Proving an Electrolyzer is Using Renewable Electricity
It is easy to show that an electrolyzer is using renewable electricity if it is directly, and only, connected to renewable generation. However, electrolyzers may not be sited close to renewable generation and may be connected to the grid. As it is not possible to distinguish between electrons supplied to the grid, governments may require evidence of the use of renewable electricity.
Depending on the jurisdiction this can be done in different ways:
- Guarantees of Origin (GO) where a renewable electricity generator issues a certificate showing that it has generated a certain amount of renewable electricity in a given period. Other names include Renewable Electricity Certificates (RECs) or Renewable Electricity Guarantees of Origin (REGOs).

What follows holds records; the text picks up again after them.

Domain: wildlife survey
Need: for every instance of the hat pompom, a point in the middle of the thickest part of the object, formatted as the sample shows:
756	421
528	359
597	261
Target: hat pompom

- Power Purchase Agreement (PPA) is a contract between an electricity generator and a consumer. PPAs are usually long-term contracts which may last up to 20 years or more. They provide certainty for both seller and buyer as to the quantity and price of electricity which is to be sold or
Where an electrolyzer is connected to the grid as well as directly to a renewable generator it may be necessary to use metering to show that the electrolyzer is not taking non-renewable electricity from the grid.
Renewable electricity such as wind or solar is intermittent and electricity cannot be stored easily. If the electrolyzer is connected to the grid, the only way to ensure that electrolyzers use renewable electricity is to require that hydrogen production takes place at the same time as renewable electricity generation (‘temporal correlation’).
The Importance of Additionality
Currently there is insufficient renewable electricity to meet current electricity demand, let alone expected increased demand as economies electrify. The EU Commission expects renewable hydrogen production in the region to require 500 terawatt hours of renewable electricity a year by 2030. This is only slightly less than the total quantity of wind and solar electricity generated in the EU today.
There is therefore a risk that hydrogen projects that sign contracts for the supply of renewable electricity could cannibalize existing renewable electricity generation which would in turn be replaced (in the short to medium term at least) by more fossil fuel generation. This would be very inefficient from an emissions point of view as 1kWh of renewable electricity can replace 1 kWh of fossil fuel electricity directly but can only produce 0.7 kWh of hydrogen due to losses in the electrolysis process.
For these reasons governments may put in place ‘additionality’ requirements to ensure that hydrogen projects contract with new renewable electricity generation. However, this can create a bottleneck for the projects because of the challenge that renewable projects may have in obtaining permits for construction or connections to the electricity grid.
Green Steel and Other Products That Use Hydrogen
Hydrogen can be used in a variety of processes, including:
- as fuel (either combusted or in fuel cells)
- as a feedstock for chemicals such as ammonia or methanol or synthetic fuels
- in the desulfurization of fuels in oil refineries or hydrogenation of biofuels
- replacing coal or natural gas in the direct reduction of iron (DRI) process to produce ‘green steel’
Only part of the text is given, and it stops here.